We call the form ties 'snap ties' they are available in different lengths for wide or narrow foundations---and have a slotted clip that holds them in place--

Depending on height---3/4" ply is the thinnest---most forms are 1" thick

Wait for a concrete guy ----I have limited knowledge--


----------



## 3Dsigns (Mar 2, 2009)

Thanks Mike!


----------



## kapena (Aug 20, 2004)

This should have the info you need:

http://rtmsupply.com/uploads/Meadow_Burke_Forming_Guide.pdf


----------



## cdkyle (Jul 12, 2009)

Why not just hire a mason to build it out of concrete block?
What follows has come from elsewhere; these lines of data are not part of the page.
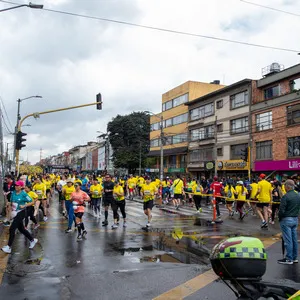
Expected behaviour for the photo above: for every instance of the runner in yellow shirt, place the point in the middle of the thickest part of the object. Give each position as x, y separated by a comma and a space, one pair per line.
119, 202
264, 196
131, 183
96, 190
40, 189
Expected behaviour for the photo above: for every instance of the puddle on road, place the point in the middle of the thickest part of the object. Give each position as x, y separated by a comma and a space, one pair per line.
167, 247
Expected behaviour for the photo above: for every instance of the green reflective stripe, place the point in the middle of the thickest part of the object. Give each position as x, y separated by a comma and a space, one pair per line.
243, 252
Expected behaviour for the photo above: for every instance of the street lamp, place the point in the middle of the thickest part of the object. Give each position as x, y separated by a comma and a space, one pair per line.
18, 121
161, 171
30, 5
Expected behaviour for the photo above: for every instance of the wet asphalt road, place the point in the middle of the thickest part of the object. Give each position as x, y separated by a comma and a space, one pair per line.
126, 263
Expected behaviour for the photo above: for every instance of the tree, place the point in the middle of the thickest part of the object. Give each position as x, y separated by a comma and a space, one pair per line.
129, 138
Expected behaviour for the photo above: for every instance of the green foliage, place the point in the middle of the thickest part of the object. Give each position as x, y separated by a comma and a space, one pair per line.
129, 136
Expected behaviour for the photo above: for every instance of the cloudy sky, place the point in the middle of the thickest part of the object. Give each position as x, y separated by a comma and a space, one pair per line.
68, 59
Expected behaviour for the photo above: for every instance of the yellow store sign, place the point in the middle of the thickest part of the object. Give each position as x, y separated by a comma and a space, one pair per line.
232, 165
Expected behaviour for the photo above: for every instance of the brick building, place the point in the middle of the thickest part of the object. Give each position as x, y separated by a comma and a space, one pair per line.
276, 121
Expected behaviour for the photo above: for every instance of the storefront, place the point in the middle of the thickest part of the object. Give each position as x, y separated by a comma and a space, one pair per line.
280, 167
204, 168
237, 168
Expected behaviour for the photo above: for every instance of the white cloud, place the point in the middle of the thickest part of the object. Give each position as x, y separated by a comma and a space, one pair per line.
68, 60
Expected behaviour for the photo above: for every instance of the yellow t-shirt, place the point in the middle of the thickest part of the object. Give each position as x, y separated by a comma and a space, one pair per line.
131, 183
254, 188
164, 184
178, 186
40, 190
33, 196
68, 191
148, 191
141, 181
157, 182
122, 183
265, 188
241, 191
96, 191
226, 190
77, 180
118, 193
48, 184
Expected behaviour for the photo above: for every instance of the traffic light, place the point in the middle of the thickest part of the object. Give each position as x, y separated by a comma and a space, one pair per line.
99, 101
20, 140
245, 153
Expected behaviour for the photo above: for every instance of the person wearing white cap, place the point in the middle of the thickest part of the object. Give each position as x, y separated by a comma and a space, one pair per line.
19, 201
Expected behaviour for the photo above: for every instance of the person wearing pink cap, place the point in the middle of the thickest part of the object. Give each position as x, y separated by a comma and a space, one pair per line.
19, 201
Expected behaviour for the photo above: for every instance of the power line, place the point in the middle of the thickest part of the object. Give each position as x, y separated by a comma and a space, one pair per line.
164, 29
271, 8
5, 112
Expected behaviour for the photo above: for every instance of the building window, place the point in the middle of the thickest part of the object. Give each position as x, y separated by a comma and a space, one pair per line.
219, 104
220, 151
201, 155
180, 100
155, 126
220, 128
202, 111
294, 146
272, 92
168, 123
239, 100
155, 143
239, 125
202, 133
175, 102
264, 121
264, 150
180, 119
172, 161
179, 138
182, 161
236, 151
295, 85
293, 114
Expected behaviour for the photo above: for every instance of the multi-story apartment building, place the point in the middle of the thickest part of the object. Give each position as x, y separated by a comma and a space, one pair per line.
276, 120
175, 117
219, 130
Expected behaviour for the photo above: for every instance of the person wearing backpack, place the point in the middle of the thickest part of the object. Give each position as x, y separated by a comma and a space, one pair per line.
229, 193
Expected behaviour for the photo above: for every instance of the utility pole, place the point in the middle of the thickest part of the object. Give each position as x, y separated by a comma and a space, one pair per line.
215, 148
161, 149
140, 159
41, 153
38, 114
1, 162
16, 129
6, 158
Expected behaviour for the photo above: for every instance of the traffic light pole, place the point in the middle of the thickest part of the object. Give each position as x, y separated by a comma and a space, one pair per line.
37, 115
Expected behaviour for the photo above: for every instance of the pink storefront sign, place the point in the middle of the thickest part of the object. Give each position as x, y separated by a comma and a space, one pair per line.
279, 165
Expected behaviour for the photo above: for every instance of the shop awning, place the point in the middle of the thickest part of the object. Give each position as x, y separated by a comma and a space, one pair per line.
172, 151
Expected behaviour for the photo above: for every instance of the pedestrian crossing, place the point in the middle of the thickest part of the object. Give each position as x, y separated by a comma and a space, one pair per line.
134, 209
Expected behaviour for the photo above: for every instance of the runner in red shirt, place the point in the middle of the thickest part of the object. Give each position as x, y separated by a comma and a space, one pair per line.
216, 187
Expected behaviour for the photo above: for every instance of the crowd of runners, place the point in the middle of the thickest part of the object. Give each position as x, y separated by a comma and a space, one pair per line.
28, 198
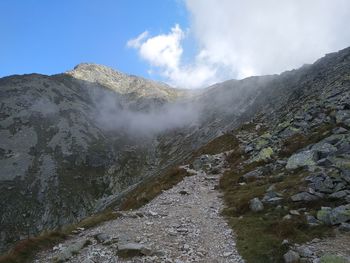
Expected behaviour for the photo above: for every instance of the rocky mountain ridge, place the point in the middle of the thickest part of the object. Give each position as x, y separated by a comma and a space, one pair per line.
109, 163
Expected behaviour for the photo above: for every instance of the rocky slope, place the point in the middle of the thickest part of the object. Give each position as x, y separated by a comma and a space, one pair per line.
183, 224
61, 160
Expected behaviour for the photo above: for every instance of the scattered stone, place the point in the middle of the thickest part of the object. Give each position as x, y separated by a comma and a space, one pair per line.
328, 258
256, 205
287, 217
334, 216
102, 237
291, 257
71, 250
339, 195
294, 212
345, 227
305, 252
302, 159
132, 250
304, 196
312, 221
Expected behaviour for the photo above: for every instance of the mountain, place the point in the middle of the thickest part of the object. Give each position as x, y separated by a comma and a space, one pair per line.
75, 143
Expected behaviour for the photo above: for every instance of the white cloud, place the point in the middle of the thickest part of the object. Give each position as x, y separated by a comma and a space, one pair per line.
136, 42
263, 37
164, 54
240, 38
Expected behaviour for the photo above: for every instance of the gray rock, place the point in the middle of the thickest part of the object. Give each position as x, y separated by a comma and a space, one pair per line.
334, 216
102, 237
312, 221
305, 252
339, 130
302, 159
304, 196
343, 117
253, 175
324, 148
256, 205
345, 227
132, 250
339, 195
291, 257
72, 249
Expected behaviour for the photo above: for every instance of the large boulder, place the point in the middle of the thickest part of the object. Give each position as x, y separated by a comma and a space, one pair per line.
302, 159
291, 257
334, 216
132, 250
256, 205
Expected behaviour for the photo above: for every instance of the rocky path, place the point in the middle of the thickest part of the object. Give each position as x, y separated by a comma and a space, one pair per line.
183, 224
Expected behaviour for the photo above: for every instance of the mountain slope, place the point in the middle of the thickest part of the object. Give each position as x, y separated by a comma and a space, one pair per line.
67, 145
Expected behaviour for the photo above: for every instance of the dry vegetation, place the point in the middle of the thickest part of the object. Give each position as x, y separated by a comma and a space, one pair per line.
25, 250
260, 235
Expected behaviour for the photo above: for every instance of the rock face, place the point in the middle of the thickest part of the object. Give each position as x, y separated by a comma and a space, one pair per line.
73, 144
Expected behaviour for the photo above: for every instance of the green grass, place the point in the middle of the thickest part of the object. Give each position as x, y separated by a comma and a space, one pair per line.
220, 144
152, 187
260, 235
25, 250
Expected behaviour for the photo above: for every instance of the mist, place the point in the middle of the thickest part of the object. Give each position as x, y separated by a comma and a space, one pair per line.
116, 113
235, 39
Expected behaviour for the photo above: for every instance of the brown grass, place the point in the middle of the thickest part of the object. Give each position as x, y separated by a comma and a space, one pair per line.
299, 141
25, 250
152, 188
220, 144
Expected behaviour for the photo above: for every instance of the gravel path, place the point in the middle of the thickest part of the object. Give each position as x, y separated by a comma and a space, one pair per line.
183, 224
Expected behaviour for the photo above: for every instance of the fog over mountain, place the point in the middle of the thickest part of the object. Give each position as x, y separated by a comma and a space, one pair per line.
237, 39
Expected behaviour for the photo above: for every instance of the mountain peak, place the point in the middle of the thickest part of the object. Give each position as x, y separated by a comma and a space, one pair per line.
123, 83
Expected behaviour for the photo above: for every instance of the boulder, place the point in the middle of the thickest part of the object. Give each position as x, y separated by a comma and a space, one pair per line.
343, 116
344, 227
339, 194
324, 148
70, 250
256, 205
304, 196
132, 250
302, 159
334, 216
312, 221
291, 257
265, 154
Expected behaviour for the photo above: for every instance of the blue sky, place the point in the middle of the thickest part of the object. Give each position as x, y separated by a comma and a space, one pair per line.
50, 37
185, 43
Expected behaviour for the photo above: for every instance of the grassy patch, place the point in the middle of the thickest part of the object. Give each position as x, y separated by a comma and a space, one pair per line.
152, 187
220, 144
25, 250
260, 235
299, 140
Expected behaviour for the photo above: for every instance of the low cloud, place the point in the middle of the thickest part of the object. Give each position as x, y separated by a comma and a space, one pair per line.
164, 53
237, 39
115, 113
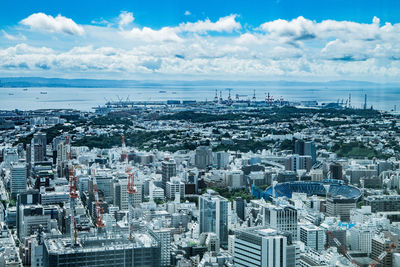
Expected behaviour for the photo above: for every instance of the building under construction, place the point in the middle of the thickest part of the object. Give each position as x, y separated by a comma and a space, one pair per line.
99, 250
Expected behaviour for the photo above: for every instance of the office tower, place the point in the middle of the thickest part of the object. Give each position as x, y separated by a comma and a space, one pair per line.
264, 247
310, 150
40, 138
168, 171
38, 145
203, 157
385, 242
18, 179
103, 251
360, 238
312, 236
240, 205
335, 170
173, 187
340, 207
214, 215
221, 159
164, 237
303, 148
10, 156
282, 218
299, 147
31, 218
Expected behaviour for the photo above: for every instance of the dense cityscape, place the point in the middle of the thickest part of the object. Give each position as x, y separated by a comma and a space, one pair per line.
228, 182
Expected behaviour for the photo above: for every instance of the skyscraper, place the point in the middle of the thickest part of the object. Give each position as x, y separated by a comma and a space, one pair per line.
18, 179
266, 247
168, 170
214, 215
203, 157
282, 218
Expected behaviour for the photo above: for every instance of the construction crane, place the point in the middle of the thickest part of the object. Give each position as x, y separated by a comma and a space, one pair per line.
130, 188
124, 155
73, 195
99, 209
269, 99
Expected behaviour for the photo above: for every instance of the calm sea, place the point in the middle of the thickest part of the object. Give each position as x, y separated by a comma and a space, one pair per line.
383, 98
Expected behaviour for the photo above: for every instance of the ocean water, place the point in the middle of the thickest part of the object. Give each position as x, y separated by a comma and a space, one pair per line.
382, 98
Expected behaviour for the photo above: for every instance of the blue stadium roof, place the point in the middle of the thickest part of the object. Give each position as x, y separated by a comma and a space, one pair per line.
310, 188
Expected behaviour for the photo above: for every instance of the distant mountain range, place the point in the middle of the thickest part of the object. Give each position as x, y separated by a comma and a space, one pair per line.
58, 82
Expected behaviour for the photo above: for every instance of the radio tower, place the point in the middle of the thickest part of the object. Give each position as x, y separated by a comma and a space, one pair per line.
72, 193
99, 210
130, 188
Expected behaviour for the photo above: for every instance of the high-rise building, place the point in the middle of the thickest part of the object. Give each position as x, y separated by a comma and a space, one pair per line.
336, 171
144, 251
214, 215
282, 218
240, 205
312, 236
18, 179
221, 159
340, 207
173, 187
168, 171
264, 247
164, 237
203, 157
360, 238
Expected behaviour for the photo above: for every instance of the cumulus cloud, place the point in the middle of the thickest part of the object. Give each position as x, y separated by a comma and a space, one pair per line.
296, 48
224, 24
13, 37
125, 18
48, 23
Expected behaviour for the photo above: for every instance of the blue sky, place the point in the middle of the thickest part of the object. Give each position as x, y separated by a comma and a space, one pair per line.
280, 39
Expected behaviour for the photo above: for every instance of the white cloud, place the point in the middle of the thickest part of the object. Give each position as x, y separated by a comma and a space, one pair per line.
11, 37
224, 24
147, 34
125, 18
298, 48
59, 24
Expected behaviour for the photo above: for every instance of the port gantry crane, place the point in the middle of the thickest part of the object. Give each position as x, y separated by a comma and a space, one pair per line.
351, 259
72, 192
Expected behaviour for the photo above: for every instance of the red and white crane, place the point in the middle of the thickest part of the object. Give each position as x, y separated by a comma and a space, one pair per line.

Fill the blocks cells solid. Probably be cheaper in the long run.


----------



## 3Dsigns (Mar 2, 2009)

kapena said:


> This should have the info you need:
> 
> http://rtmsupply.com/uploads/Meadow_Burke_Forming_Guide.pdf


Awesome! Thanks!


----------



## 3Dsigns (Mar 2, 2009)

cdkyle said:


> Why not just hire a mason to build it out of concrete block? Fill the blocks cells solid. Probably be cheaper in the long run.


I am considering that.


----------



## greg24k (May 19, 2007)

Add some vertical rebars also.


----------



## Alldayrj (Oct 9, 2014)

By the time you build forms, buy snap ties, whalers, lumber etc I'm sure someone could come do a trench footing and block it up for you in a day or two


----------



## CanCritter (Feb 9, 2010)

Alldayrj said:


> By the time you build forms, buy snap ties, whalers, lumber etc I'm sure someone could come do a trench footing and block it up for you in a day or two


what he says...keep it simple...foam will not last:no:


----------



## 3Dsigns (Mar 2, 2009)

Thanks. I'm going to check with a couple of masons I know, and I'm also comsidering laying the block myself.


----------



## Lucien (Feb 25, 2016)

3Dsigns said:


> I was looking into building a monument sign for my business (see my avatar) out of EPS foam with the hotwire foamcutter I built, but it looks like the EPS can't support Cultured Stone. But I just saw a crew forming walls for a house/mansion out of concrete. They basically made the forms out of plywood, installed rebar, and some kind of 'cross-bolts' or something to hold the plywood the right distance apart and to keep it from bowing out when the mud is poured. Forgive me if I don't know all the terminology but I'm including the drawing below and would like to know the names of this stuff so I will know what to ask for at the building supply,...Thanks
> #1 How thick and what type plywood do I need?
> #2 What are the cross-bolts called?
> #3 What do I need to go at the ends of the bolts?
> #4 anything else that is pertinent/needed



#1, 3/4" (15mm)or 7/8" (18mm) plywood and the poplar core.
#2, I think the cross-bolts called steel tie rods with wing nut, you can google them.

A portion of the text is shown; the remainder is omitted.